RegGuard is a novel compiler-based approach that uses CPU registers to protect critical program data from control- and data-oriented attacks, ensuring security with minimal performance overhead.

Contribution

It introduces a security-focused register allocation scheme that safeguards critical data on the stack from adversaries, balancing security and performance.

Findings

Effective protection of critical data from attacks

Minimal performance overhead within a few percent

Demonstrated success on ARM64 benchmarks

Abstract

CPU registers are small discrete storage units, used to hold temporary data and instructions within the CPU. Registers are not addressable in the same way memory is, which makes them immune from memory attacks and manipulation by other means.
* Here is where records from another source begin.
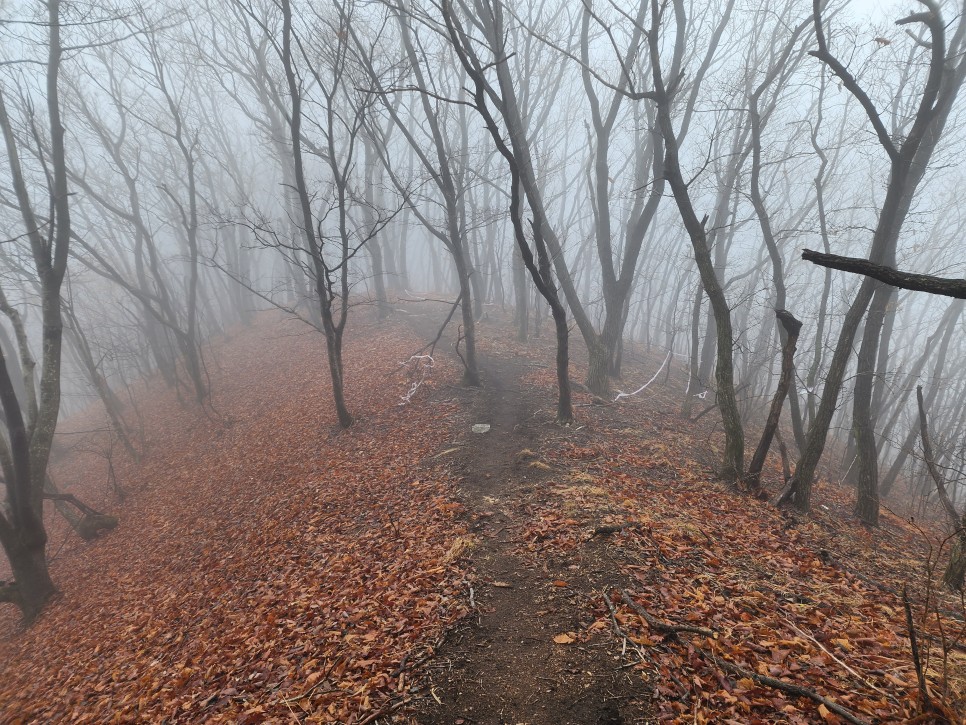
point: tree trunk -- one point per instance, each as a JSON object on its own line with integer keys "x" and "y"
{"x": 792, "y": 328}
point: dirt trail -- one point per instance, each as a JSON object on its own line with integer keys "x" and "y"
{"x": 503, "y": 665}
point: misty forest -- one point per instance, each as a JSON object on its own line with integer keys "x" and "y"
{"x": 483, "y": 361}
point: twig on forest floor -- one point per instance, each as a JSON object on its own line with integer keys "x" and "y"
{"x": 848, "y": 669}
{"x": 625, "y": 638}
{"x": 385, "y": 710}
{"x": 786, "y": 687}
{"x": 663, "y": 627}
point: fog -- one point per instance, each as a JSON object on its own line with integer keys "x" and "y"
{"x": 640, "y": 180}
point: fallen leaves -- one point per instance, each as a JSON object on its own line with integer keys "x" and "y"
{"x": 261, "y": 568}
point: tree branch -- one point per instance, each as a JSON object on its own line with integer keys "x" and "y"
{"x": 904, "y": 280}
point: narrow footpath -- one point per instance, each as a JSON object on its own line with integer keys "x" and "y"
{"x": 519, "y": 658}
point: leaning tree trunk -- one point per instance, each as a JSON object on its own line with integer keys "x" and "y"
{"x": 792, "y": 328}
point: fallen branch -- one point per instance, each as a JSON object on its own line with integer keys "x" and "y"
{"x": 893, "y": 277}
{"x": 786, "y": 687}
{"x": 622, "y": 394}
{"x": 913, "y": 644}
{"x": 663, "y": 627}
{"x": 644, "y": 656}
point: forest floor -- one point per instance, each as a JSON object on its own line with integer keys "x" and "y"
{"x": 269, "y": 568}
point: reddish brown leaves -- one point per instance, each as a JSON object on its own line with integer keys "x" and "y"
{"x": 265, "y": 566}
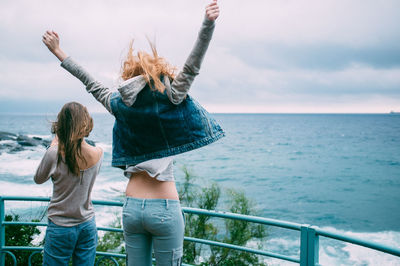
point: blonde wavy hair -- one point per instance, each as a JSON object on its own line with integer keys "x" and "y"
{"x": 152, "y": 67}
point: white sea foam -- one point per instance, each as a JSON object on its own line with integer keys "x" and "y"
{"x": 21, "y": 163}
{"x": 49, "y": 137}
{"x": 106, "y": 147}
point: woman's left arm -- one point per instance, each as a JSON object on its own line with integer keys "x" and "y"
{"x": 47, "y": 166}
{"x": 181, "y": 84}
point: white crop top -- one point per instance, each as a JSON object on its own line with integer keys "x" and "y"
{"x": 160, "y": 169}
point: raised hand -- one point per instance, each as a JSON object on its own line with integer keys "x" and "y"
{"x": 52, "y": 41}
{"x": 212, "y": 10}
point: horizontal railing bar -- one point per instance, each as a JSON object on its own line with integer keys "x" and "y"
{"x": 20, "y": 198}
{"x": 240, "y": 248}
{"x": 247, "y": 218}
{"x": 21, "y": 248}
{"x": 108, "y": 254}
{"x": 220, "y": 214}
{"x": 358, "y": 241}
{"x": 25, "y": 223}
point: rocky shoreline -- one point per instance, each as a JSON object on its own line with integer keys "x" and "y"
{"x": 13, "y": 143}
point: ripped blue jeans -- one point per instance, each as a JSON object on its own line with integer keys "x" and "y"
{"x": 153, "y": 223}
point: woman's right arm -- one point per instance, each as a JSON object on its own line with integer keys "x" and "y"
{"x": 48, "y": 165}
{"x": 100, "y": 92}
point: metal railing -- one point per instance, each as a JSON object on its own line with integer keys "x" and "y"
{"x": 309, "y": 235}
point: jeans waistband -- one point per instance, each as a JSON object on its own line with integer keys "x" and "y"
{"x": 151, "y": 202}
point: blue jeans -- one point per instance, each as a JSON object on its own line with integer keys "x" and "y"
{"x": 78, "y": 241}
{"x": 153, "y": 223}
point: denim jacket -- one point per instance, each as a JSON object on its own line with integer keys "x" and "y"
{"x": 150, "y": 124}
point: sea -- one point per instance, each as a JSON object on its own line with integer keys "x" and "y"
{"x": 340, "y": 172}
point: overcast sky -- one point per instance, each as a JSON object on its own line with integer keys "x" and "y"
{"x": 275, "y": 56}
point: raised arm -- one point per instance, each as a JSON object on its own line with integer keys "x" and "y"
{"x": 181, "y": 84}
{"x": 97, "y": 89}
{"x": 48, "y": 164}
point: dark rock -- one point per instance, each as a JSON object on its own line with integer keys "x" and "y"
{"x": 27, "y": 141}
{"x": 16, "y": 149}
{"x": 7, "y": 136}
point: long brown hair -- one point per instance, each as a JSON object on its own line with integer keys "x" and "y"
{"x": 152, "y": 67}
{"x": 72, "y": 125}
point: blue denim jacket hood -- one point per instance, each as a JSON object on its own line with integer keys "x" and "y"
{"x": 149, "y": 126}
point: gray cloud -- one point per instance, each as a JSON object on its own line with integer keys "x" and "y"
{"x": 317, "y": 56}
{"x": 269, "y": 54}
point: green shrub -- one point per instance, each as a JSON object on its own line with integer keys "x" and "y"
{"x": 230, "y": 231}
{"x": 21, "y": 235}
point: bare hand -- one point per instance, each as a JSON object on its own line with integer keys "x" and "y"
{"x": 212, "y": 10}
{"x": 52, "y": 41}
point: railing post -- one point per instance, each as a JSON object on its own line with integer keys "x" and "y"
{"x": 313, "y": 247}
{"x": 2, "y": 231}
{"x": 304, "y": 245}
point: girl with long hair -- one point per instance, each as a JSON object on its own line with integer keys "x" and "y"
{"x": 155, "y": 118}
{"x": 72, "y": 164}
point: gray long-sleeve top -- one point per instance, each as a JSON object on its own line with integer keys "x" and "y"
{"x": 129, "y": 89}
{"x": 70, "y": 203}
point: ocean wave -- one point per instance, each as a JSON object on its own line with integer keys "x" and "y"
{"x": 334, "y": 252}
{"x": 21, "y": 163}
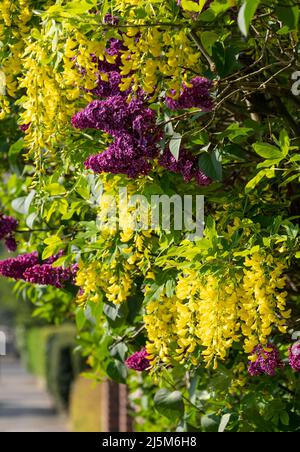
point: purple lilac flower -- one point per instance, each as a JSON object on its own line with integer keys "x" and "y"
{"x": 111, "y": 20}
{"x": 8, "y": 225}
{"x": 132, "y": 124}
{"x": 186, "y": 165}
{"x": 139, "y": 361}
{"x": 267, "y": 361}
{"x": 294, "y": 357}
{"x": 205, "y": 7}
{"x": 197, "y": 96}
{"x": 11, "y": 243}
{"x": 111, "y": 87}
{"x": 16, "y": 267}
{"x": 54, "y": 258}
{"x": 25, "y": 127}
{"x": 47, "y": 275}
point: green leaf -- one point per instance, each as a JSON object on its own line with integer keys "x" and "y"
{"x": 289, "y": 16}
{"x": 117, "y": 371}
{"x": 285, "y": 418}
{"x": 22, "y": 205}
{"x": 175, "y": 145}
{"x": 116, "y": 314}
{"x": 14, "y": 154}
{"x": 30, "y": 220}
{"x": 284, "y": 142}
{"x": 267, "y": 151}
{"x": 119, "y": 351}
{"x": 55, "y": 189}
{"x": 169, "y": 404}
{"x": 80, "y": 318}
{"x": 269, "y": 173}
{"x": 225, "y": 58}
{"x": 210, "y": 423}
{"x": 208, "y": 39}
{"x": 192, "y": 6}
{"x": 246, "y": 14}
{"x": 210, "y": 164}
{"x": 224, "y": 422}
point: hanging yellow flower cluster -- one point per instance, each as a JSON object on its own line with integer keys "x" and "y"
{"x": 263, "y": 302}
{"x": 14, "y": 18}
{"x": 53, "y": 87}
{"x": 210, "y": 312}
{"x": 157, "y": 60}
{"x": 115, "y": 274}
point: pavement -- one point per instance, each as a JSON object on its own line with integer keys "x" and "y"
{"x": 24, "y": 406}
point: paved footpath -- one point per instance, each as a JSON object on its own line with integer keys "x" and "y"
{"x": 23, "y": 406}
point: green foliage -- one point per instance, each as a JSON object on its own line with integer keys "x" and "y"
{"x": 248, "y": 145}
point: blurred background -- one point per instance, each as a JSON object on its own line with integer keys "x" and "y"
{"x": 41, "y": 389}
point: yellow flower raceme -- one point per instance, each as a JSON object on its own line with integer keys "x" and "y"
{"x": 212, "y": 311}
{"x": 263, "y": 303}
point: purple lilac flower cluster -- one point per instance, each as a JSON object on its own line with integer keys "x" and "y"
{"x": 139, "y": 361}
{"x": 133, "y": 125}
{"x": 16, "y": 267}
{"x": 267, "y": 361}
{"x": 186, "y": 165}
{"x": 25, "y": 127}
{"x": 28, "y": 268}
{"x": 8, "y": 226}
{"x": 198, "y": 96}
{"x": 294, "y": 357}
{"x": 47, "y": 275}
In this paper, we take advantage of this to provide a protection mechanism for critical program data; both active local variables and control objects on the stack. This protection effectively eliminates the threat of control- and data-oriented attacks, even by adversaries with full knowledge of the active stack. Our solution RegGuard, is a compiler register allocation strategy that utilises the available CPU registers to hold critical variables during execution. Unlike conventional allocations schemes, RegGuard prioritises the security significance of a program variable over its expected performance gain. Our scheme can deal effectively with saved registers to the stack, i.e., when the compiler needs to free up registers to make room for the variables of a new function call. With RegGuard, critical data objects anywhere on the entire stack are effectively protected from corruption, even by adversaries with arbitrary read and write access. While our primary design focus is on security, performance is very important for a scheme to be adopted in practice. RegGuard is still benefiting from the performance gain normally associated with register allocations, and the overhead is within a few percent of other unsecured register allocation schemes for most cases. We present detailed experiments that showcase the performance of RegGuard using different benchmark programs and the C library on ARM64 platform.